In 1927, Einstein and Bohr were two of the 29 scientists (more than half of whom were, or would later become Nobel Prize recipients) in attendance at the Fifth Solvay Institut International de Physique in Brussels to discuss the foundations of the newly formed quantum theory.
During the conference, Einstein lead a series of 'thought experiments' in which he tried to prove that the "Heisenberg Uncertainty Principle (and hence quantum mechanics itself) was just plain wrong," according to Jonathan Dowling, Co-Director of the Horace Hearne Institute for Theoretical Physics.
"Each sleepless night, Bohr would worry and fume and ruminate about Einstein's attack, and then he would respond the next day with a keen rebuttal, showing where Einstein has missed something, and salvage Heisenberg's principle. This debate went on for days at that Solvay conference and continued on 3 years later at the next conference," Dowling writes in his book, Schrödinger's Killer App: Race to Build the World's First Quantum Computer.
Bohr's counterattack involved using Einstein's own theory of relativity against him - and it reportedly won the argument. Eight years later, Einstein still struggled to prove that the theory was incorrect, instead describing it as "incomplete."
Here's the full group of brilliant minds:
Wikipedia
Front row: Irving Langmuir, Max Planck, Marie Curie, Hendrik Lorentz, Albert Einstein, Paul Langevin, Charles-Eugène Guye, C.T.R Wilson, Owen Richardson.
Middle row: Peter Debye, Martin Knudsen, William Lawrence Bragg, Hendrik Anthony Kramers, Paul Dirac, Arthur Compton, Louis de Broglie, Max Born, Niels Bohr.

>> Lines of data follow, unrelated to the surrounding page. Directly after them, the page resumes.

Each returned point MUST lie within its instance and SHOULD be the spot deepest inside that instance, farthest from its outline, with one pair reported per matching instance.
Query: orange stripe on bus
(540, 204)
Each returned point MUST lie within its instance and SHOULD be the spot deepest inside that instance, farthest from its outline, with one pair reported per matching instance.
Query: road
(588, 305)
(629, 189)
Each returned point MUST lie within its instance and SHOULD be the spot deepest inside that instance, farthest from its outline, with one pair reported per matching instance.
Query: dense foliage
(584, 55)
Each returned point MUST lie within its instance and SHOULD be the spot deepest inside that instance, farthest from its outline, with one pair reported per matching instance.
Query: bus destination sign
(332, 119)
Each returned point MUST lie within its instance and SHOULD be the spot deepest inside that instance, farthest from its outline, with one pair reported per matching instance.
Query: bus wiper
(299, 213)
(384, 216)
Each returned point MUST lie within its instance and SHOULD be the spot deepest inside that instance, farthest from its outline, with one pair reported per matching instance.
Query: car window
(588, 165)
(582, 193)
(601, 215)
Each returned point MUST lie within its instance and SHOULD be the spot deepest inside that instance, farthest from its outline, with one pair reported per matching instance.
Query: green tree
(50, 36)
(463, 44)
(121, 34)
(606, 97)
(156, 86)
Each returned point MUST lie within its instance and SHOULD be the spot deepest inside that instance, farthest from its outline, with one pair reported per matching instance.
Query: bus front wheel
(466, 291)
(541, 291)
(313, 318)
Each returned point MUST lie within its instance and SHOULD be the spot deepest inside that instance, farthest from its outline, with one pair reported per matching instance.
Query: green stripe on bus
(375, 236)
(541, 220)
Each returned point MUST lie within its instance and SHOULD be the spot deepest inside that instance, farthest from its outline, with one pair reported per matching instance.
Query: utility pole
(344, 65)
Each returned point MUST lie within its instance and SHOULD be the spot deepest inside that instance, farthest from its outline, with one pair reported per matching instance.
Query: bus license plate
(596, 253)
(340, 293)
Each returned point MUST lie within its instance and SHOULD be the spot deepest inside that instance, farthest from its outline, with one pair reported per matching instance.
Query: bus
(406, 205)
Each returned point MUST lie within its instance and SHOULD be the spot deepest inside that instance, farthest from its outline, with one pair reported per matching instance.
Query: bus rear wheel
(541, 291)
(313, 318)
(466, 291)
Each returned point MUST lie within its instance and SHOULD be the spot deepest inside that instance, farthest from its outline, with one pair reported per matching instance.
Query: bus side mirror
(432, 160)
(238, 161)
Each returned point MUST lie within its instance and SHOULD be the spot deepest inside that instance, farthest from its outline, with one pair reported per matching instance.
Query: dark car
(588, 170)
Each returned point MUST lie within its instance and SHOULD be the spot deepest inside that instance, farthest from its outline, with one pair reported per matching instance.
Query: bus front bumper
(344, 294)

Back row: Auguste Piccard, Émile Henriot, Paul Ehrenfest, Édouard Herzen, Théophile de Donder, Erwin Schrödinger, JE Verschaffelt, Wolfgang Pauli, Werner Heisenberg, Ralph Fowler, Léon Brillouin.
Curie, the only woman in attendance, was also the only one among them to win a Nobel Prize in two separate disciplines: chemistry and physics.